Columbia Basin Herald | UPDATED 4 years, 8 months AGO
| May 13, 2020 9:03 AM

ST. PAUL, Minn. (AP) — Gov. Tim Walz has signed six bills into law as the regular session of the Minnesota Legislature winds down toward its adjournment date Monday.

One of the bills he signed Tuesday extended a state COVID-19 relief fund that expired this week. Another allows the state to tap $17 million in federal election security funds. A third requires prescription drug manufacturers to make information public for large price increases. And a fourth prohibits child marriages by setting the legal age for marriage at 18.

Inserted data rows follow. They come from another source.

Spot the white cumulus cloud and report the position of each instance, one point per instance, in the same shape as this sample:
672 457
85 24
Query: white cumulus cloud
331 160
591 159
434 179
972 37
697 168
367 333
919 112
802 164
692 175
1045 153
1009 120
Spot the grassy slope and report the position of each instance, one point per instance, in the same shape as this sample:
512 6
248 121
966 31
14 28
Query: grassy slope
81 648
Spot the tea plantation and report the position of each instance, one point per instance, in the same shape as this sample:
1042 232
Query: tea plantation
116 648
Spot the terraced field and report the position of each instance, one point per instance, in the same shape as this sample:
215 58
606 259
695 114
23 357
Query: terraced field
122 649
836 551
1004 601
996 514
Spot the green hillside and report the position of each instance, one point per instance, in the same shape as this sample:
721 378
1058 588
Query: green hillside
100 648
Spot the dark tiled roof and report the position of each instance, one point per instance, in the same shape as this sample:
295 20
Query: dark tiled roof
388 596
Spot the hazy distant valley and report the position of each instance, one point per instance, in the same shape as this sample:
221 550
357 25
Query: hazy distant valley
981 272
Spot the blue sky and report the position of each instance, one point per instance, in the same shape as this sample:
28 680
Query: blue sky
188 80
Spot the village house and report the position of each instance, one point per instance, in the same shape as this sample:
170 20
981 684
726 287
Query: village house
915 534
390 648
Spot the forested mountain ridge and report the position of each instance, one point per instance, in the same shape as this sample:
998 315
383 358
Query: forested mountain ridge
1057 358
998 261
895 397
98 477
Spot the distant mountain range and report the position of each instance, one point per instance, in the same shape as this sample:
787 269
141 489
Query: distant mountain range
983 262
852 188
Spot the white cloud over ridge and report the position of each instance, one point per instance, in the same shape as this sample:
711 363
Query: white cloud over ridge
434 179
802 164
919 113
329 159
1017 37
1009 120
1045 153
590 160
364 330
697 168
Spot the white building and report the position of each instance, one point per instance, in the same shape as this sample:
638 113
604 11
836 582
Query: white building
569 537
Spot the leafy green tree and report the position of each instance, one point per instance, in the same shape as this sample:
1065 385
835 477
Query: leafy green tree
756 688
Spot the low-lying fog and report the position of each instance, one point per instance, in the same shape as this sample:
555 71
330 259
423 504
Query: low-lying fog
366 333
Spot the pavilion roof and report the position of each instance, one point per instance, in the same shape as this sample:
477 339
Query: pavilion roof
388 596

The elections bill includes preparations for increased absentee voting, switching some polling places to safer locations, and public outreach for implementing social distancing guidelines related to voting.

But it doesn't include a wholesale switch to mail-in voting for the August primary and November general elections, as Walz, Secretary of State Steve Simon and other Democrats had sought. Republicans blocked that idea, raising concerns about fraud and saying state rules that already make it easy to cast absentee ballots by mail were sufficient.

Walz spokesman Teddy Tschann told the Star Tribune that the governor is still looking at other options to make it easier to vote by mail, given that a second wave of COVID-19 could hit during election season this fall.